At a news conference on Thursday, Graham said the House inquiry was “out of bounds, inconsistent with due process as we know it, it’s a star-chamber type inquiry, and is a substantial deviation from what the House has done in the past regarding impeachment of other presidents.”

Graham highlighted differences with the impeachment of President Bill Clinton in which he, then a congressman, was a manager during the Senate trial.

“It’s true that in the Clinton House impeachment inquiry, the president also had the right to have his lawyers present during any House-sponsored taking of evidence,” the University of Missouri’s Bowman told Newsweek.

“But critically, the House Judiciary Committee didn’t actually take any new evidence.

“The entire proceeding was based on Ken Starr’s report—400 pages plus thousands of supporting documents—which was the result of a criminal investigative process, including extensive use of the grand jury, in which the president had no right of participation at all.”
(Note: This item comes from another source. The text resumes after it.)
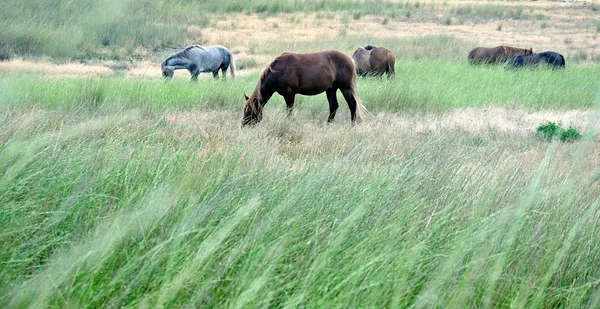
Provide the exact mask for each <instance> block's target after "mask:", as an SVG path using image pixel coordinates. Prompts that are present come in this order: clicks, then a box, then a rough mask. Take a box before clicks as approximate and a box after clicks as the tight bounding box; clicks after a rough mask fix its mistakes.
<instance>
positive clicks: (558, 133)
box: [537, 121, 581, 142]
Bowman said that the House Judiciary Committee during former President Richard Nixon’s impeachment inquiry “did relatively little gathering of new evidence” and “worked off the special prosecutor’s ‘road map’ and the secret grand jury material provided with it.”

“Plus the work of the Senate Watergate Committee essentially complete before the house ever started. And even the House did private interviews of witnesses before putting them on in a public hearing,” Bowman said.

“What’s different today is that, because we have no prosecutor available to work up the Ukraine facts, the House has to do something it has not attempted to do since the impeachment of Andrew Johnson—which is to be the primary investigator of facts relevant to impeachment.

“To do that requires using the same techniques any criminal investigator would use—which includes taking the initial statements of witnesses out of the public eye.”

This article was updated with comments by Frank Bowman.